The IRS and Treasury Department initially proposed the rules in 2008, providing employers sponsoring single-employer defined benefit plans with guidance on minimum required contributions under the funding rules enacted by the Pension Protection Act of 2006.
“The regulations provide that the “shortfall amortization installments with respect to a shortfall amortization base established for a plan year generally are the annual amounts necessary to amortize that shortfall amortization base in level annual installments over the 7-year period beginning with that plan year,” the IRS said.
Shortfall amortization installments are calculated using the applicable interest rates for the plan year in which the shortfall amortization base was determined, the IRS said. The shortfalls aren't redetermined in the succeeding plan years, regardless of whether interest rates have changed under Section 430(h)(2) for those plan years, the IRS said.
In addition, the installments aren't redetermined if the valuation date for a plan changes after the plan year that the shortfall amortization base was established, the IRS said.
“In such a case, the dates on which the installments are assumed to be paid are changed to the anniversaries of the new valuation date, and the difference in present value attributable to this change is reflected in any new shortfall amortization base,” the IRS said.
Shortfall amortization bases are established for a plan year only if the value of plan assets is less than the funding target for the plan year.
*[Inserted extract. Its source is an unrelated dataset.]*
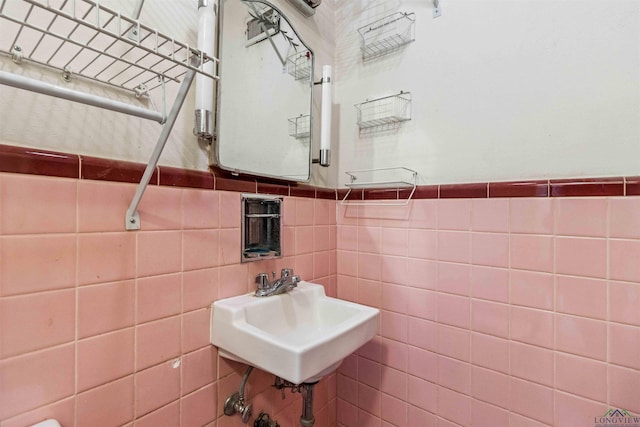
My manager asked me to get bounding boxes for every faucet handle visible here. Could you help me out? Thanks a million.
[256,273,271,289]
The base, which can be positive or negative, is equal to the funding shortfall for the plan year, “minus the sum of the present values of any remaining shortfall amortization installments and waiver amortization installments,” the rules said.
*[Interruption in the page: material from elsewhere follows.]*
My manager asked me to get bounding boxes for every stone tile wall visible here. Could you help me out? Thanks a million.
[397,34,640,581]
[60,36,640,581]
The final regulations' rules for accelerated quarterly contributions for plans that have funding shortfalls are similar to those in IRS Notice 89-52, but have been updated to reflect statutory changes, the IRS said.
In a case in which a plan has a funding shortfall for the preceding plan year, the employer maintaining the plan must make required quarterly payments for the current plan year, the regulations said.
“The amount of each required quarterly installment is equal to 25 percent of the required annual payment. For this purpose, the required annual payment is equal to the lesser of 90 percent of the minimum required contribution under section 430(a) for the plan year or 100 percent of the minimum required contribution under section 430(a)” for the previous plan year, the IRS said.
The final regulations also provide rules on the liquidity requirements that generally apply for plans that are required to make quarterly contributions, the IRS said.
If a plan sponsor is required to submit quarterly payments under Section 430(j)(3), the sponsor is considered to have failed to pay “the full amount of the required installment for a quarter to the extent that the value of the liquid assets contributed after the end of that quarter and on or before the due date for the installment is less than the liquidity shortfall” for that quarter, the IRS said.
Because of this, to satisfy the quarterly contribution requirement, liquid assets amounting to the shortfall must be contributed after the end of that quarter and on or before the due date for that quarter's installment, the IRS said.
The final regulations set forth definitions that apply for purposes of applying the excise tax rules of Section 4971 that the PPA modified. The final rules generally retain the definitions in the proposed rules, but were modified to reflect changes to the tax code made by the Cooperative and Small Employer Charity Pension Flexibility Act of 2014, the IRS said.
The rules are applicable for plan years beginning on or after Jan. 1, 2016, and are effective upon publication in the Federal Register, which is scheduled for Sept. 9.